Are retirement accounts off limits when proposing an installment agreement?

In certain cases, the IRS can consider retirement accounts as an asset when making its calculations. In this case, the AO followed instructions provided by IRM 5.15.1, stating that the AO consider the income from the taxpayer’s retirement plan and whether it will meet the taxpayer and taxpayer’s needs upon retirement. If the account has funds in excess of those needed for retirement, the excess funds in the retirement account may be subject to liquidation.

What are allowable expenses?

IRM 5.15.1 further clarifies allowable expenses for those who request a PPIA. These expenses must generally meet the necessary expense test. The test takes into account expenses that are needed for the taxpayer and the taxpayer’s family’s health, welfare, and production of income. Examples can include:

  • Housing. The agency will allow for a standard amount adjusted for the state, county, and family size to cover the cost of utilities and housing.
  • Vehicle ownership. The IRS also allows a standard amount for the cost of a vehicle. The amount varies and can include car payment as well as operation.
  • Health insurance. The cost of maintaining health insurance coverage is generally allowed.

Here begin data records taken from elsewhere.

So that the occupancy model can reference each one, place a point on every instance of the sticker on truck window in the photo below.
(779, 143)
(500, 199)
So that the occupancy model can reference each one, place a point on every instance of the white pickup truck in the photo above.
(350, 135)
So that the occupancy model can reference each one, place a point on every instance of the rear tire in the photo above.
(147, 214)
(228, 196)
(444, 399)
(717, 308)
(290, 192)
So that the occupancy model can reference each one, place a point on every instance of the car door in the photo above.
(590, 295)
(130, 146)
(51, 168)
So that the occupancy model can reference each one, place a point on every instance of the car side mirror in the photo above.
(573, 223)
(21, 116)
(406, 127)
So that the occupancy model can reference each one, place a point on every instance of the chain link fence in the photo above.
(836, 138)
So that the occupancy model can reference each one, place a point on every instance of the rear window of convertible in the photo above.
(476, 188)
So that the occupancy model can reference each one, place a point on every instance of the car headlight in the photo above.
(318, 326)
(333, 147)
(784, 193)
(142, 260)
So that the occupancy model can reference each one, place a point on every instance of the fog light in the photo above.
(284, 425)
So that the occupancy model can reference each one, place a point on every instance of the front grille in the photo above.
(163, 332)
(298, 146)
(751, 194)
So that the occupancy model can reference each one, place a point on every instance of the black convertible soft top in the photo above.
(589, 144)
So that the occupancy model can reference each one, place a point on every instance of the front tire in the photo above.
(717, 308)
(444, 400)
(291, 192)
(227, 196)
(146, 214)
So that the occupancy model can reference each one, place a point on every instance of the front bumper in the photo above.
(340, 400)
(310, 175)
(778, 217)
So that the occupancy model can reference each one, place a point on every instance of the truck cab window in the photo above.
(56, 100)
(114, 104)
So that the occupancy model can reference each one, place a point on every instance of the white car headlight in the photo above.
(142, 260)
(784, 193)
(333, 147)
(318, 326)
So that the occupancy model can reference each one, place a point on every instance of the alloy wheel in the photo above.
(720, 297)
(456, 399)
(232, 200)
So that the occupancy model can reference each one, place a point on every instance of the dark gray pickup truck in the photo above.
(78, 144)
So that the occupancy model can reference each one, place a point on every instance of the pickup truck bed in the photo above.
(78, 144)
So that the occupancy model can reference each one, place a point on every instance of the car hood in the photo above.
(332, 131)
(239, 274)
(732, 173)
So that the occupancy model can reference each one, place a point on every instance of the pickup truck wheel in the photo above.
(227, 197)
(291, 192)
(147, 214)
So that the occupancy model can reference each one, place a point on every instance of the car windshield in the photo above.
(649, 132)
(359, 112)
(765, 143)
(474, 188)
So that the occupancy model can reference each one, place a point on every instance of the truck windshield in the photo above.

The installment agreement can budget for these necessary expenses. In theory, the proposed payment should be the taxpayer’s assets minus these necessary expenses. There are rules for when a taxpayer wishes to deviate from them. It is wise to discuss this with an experienced tax attorney to make sure your plan is in line with these and other applicable rules.

What if I disagree with the IRS’ findings?

You can appeal their findings. The taxpayer in the case above was not able to provide sufficient evidence to establish that the proposed expenses were necessary and lost their appeal.

It is important to gather appropriate evidence and act promptly as there are time limits that guide these matters. A failure to abide by the rules can result in the agency moving forward with a levy against the taxpayer’s assets.